Prime Minister Mostafa Madbouly announcing the completion of the first two phases of the Siwa wastewater treatment project in Siwa on Monday.
During his visit to the oasis, the prime minister gave his assurance that the project will put an end to the agricultural wastewater problem, which has been harming water, soil and crops for the past 30 years.
The Siwa Oasis, which is part of Matrouh Governorate, lies 560 kilometres southwest of Cairo and 55 kilometres east of the Libyan border.
According to previous statements by the Ministry of Water Resources and Irrigation, the problem arose from the random digging of surface wells, which have led to increasing salinity of the main reservoir used for irrigation.
At the same time, increasing agricultural wastewater has accumulated with nowhere to go. This has damaged agricultural production, particularly of dates and olives, of which Siwa is famous for.
Elsewhere, it has led to the disappearance of surface water, which has harmed tourism, another crucial industry for the oasis.

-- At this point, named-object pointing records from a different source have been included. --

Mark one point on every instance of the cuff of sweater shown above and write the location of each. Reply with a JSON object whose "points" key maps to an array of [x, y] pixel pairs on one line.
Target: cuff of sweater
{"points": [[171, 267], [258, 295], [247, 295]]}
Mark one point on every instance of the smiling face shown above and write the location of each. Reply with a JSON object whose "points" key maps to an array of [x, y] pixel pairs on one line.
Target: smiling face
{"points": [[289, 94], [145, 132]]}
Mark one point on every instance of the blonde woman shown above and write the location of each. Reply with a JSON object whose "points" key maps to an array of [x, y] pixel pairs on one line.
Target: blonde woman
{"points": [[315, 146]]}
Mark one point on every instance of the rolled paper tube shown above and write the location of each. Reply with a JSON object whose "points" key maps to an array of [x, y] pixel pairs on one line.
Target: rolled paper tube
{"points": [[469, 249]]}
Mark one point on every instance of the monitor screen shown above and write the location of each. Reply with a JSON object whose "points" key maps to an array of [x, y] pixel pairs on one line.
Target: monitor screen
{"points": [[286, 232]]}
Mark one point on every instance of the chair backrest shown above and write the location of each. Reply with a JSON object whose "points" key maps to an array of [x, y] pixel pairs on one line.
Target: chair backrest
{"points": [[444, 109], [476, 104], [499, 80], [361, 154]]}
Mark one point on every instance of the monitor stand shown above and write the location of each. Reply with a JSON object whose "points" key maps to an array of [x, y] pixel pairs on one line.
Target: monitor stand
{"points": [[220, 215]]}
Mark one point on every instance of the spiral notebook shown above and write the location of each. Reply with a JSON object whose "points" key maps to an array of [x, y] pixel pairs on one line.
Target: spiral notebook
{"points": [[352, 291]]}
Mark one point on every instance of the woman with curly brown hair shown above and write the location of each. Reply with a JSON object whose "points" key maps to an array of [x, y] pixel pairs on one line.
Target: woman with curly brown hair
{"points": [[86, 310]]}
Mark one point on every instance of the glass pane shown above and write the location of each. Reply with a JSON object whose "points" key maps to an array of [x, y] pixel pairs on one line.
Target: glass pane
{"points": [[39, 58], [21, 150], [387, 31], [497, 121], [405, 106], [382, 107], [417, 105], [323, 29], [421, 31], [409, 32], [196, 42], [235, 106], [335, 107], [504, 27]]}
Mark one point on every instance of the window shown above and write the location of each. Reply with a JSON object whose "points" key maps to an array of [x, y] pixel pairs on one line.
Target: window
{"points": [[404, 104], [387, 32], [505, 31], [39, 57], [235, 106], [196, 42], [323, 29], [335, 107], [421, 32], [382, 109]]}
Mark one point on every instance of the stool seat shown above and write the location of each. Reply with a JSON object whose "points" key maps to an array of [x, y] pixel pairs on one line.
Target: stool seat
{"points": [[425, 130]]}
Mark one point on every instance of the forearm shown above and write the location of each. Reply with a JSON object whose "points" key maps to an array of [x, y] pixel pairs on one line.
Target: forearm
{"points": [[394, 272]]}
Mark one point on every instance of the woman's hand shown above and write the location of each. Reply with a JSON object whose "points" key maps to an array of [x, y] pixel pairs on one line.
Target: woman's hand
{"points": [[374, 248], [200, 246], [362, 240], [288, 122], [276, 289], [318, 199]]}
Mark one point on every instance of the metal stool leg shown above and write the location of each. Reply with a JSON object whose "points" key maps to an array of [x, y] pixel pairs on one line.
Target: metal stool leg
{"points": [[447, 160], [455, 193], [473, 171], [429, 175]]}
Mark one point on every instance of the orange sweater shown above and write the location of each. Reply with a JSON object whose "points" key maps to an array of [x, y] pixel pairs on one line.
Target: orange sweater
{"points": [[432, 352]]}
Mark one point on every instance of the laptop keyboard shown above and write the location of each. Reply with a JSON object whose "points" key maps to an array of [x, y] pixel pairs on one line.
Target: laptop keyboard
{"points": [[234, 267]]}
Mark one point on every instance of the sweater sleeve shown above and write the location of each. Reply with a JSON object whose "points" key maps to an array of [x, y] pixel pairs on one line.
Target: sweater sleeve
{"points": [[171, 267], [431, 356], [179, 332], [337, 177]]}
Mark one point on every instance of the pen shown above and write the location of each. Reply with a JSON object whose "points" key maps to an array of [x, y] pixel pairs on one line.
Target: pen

Picturesque lakes previously full of wildlife have dried up, leading to empty cafes and campgrounds.
The first phase comprised the construction of 12 deep production wells at a depth of 1,200 metres, according to Director of the Water Department at the Armed Forces Engineering Authority Tamer Zaher.
Additionally, 42 excessively saline surface wells were closed to protect water quality, Zaher added.
The second phase comprised the construction of a 34 kilometre canal to drain excess wastewater outside the oasis to the Ain Janabi Depression, he explained.
It also included the construction of the Antefir lifting station that aims to drain 60,000 cubic metres per day.
Egypt is keen to apply the same solutions to Marsa Matrouh’s Bahay El-Din pond, Madbouly asserted.
The Siwa treatment project comes within the framework of state efforts to irrigate agricultural land with reused water.
The government is constructing a 174-long-kilometre artificial river in the Western Desert aimed at irrigating the country’s New Delta.
The project aims to cultivate 2.2 million feddans – approximately one-fourth of the country’s agricultural land – making it Egypt’s largest agriculture project.